There's things programmed into us, like it or not, and much of it is gender specific. There are so many unsaid truths by both men and women that are not just true, but complex, wholly politically incorrect, and some down right disturbing. I speak in tongues, but a lot of things are like religion- speaking anything but the status-quo can get you burnt at the stake sometimes.


----------



## Caribbean Man (Jun 3, 2012)

Kaboom said:


> I speak in tongues, but a lot of things are like religion- speaking anything but the status-quo can get you burnt at the stake sometimes.


1]Always speak the truth
2]Always speak your mind.
3] Forget about those who disagree. 

In late 1400's , Christopher Columbus argued that the world was round and not flat as held by the status quo.

He was scoffed at, but he was RIGHT.


----------



## ocotillo (Oct 17, 2011)

Anon Pink said:


> Not seeing the word same...


Interesting factoid:

In 1953 a book was published entitled _The Natural Superiority Of Women._ The book was popular with feminism for a while but eventually fell out of favor and is largely forgotten today.

Why? Because the argument of superiority was based on the alleged differences between women and men and this ran afoul of the Nurture over Nature mantra.


----------



## Kaboom (Feb 6, 2013)

ocotillo said:


> Interesting factoid:
> 
> In 1953 a book was published entitled _The Natural Superiority Of Women._ The book was popular with feminism for a while but eventually fell out of favor and is largely forgotten today.
> 
> Why? Because the argument of superiority was based on the alleged differences between women and men and this ran afoul of the Nurture over Nature mantra.


But was it factual?


----------



## ocotillo (Oct 17, 2011)

Kaboom said:


> But was it factual?


Well the only point I was trying to make is that the concept of "sameness" has indeed been very important in the past.

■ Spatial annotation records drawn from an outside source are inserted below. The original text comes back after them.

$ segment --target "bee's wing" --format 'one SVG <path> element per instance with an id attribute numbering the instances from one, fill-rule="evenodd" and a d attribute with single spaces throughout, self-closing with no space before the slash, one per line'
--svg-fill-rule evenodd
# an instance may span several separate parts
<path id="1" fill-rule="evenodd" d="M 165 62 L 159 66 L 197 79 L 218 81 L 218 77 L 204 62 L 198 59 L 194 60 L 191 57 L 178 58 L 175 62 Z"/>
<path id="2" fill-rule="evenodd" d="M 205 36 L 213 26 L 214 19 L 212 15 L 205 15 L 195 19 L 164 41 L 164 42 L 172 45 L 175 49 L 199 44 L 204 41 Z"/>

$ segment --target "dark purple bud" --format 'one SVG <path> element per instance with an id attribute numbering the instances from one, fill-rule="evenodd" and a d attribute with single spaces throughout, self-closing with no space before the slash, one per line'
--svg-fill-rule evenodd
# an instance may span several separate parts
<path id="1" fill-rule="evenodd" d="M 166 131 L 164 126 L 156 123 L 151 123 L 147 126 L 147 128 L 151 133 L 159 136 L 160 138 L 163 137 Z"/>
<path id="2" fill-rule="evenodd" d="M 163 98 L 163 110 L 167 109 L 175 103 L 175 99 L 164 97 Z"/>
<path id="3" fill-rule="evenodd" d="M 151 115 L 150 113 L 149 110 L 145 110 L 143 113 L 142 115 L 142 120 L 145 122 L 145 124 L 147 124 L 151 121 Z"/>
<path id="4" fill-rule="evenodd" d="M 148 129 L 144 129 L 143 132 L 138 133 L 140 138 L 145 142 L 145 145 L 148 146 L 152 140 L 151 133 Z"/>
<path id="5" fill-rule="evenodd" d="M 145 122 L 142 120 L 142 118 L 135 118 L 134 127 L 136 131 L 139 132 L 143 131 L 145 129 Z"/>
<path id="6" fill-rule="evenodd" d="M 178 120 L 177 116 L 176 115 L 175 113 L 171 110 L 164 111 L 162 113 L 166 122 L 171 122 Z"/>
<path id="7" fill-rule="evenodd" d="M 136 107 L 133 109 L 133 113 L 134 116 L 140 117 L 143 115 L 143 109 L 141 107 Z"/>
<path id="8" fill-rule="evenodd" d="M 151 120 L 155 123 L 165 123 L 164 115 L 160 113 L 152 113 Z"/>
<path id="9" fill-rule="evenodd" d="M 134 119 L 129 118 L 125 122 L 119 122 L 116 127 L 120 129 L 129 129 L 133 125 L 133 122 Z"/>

But to answer your question; Yes the book is mostly factual. You have to keep in mind though that it's entirely possible to construct a _factual_ argument that forks are superior to knives or that triangles are superior to circles.

It all revolves around who is setting the criteria for what constitutes 'superiority,' which is why the person posing an open ended question like that should not be the one allowed to answer it.

Personally, I think the whole question is silly. If men and women didn't each have their superiorities we wouldn't need each other nearly as much as we do.


----------



## Caribbean Man (Jun 3, 2012)

ocotillo said:


> .
> 
> But to answer your question; Yes the book is mostly factual. *You have to keep in mind though that it's entirely possible to construct a factual argument that forks are superior to knives or that triangles are superior to circles.*
> 
> It all revolves around who is setting the criteria for what constitutes 'superiority,' which is why the person posing an open ended question like that should not be the one allowed to answer it.


:iagree:

A knife can only be superior to a fork if the fork was used to perform a function within the specification of the knife..
The converse is also true.


----------



## Kaboom (Feb 6, 2013)

Caribbean Man said:


> :iagree:
> 
> A knife can only be superior to a fork if the fork was used to perform a function within the specification of the knife..
> The converse is also true.


LOL..
"Men are forks, women are spoons".. the exciting follow up to the Men from mars, women from venus series. Brought to you by KY Jelly and Trojan Man.

Brilliant!


----------



## Viseral (Feb 25, 2011)

Kaboom said:


> LOL..
> "Men are forks, women are spoons".. the exciting follow up to the Men from mars, women from venus series. Brought to you by KY Jelly and Trojan Man.
> 
> Brilliant!


Hence, men and women are uniquely different, and accel or underperform in different areas. One cannot look at all women as a group, or any group for that matter, and say that they're oppressed because they perform differently than men in certain areas.


----------



## anotherguy (Dec 14, 2011)

Kaboom said:


> ...There are so many unsaid truths by both men and women that are not just true, but complex, wholly politically incorrect, and some down right disturbing...


huh?


----------



## Kaboom (Feb 6, 2013)

anotherguy said:


> huh?


lol, I was being vague, yes.

Things we aren't supposed to talk about-and I really can't discuss them without drawing myself as a complete degenerate. But here's one-

31-57% of women have rape fantasies.
Rape Ranked as Third Most Popular Sexual Fantasy for Women | Care2 Causes


----------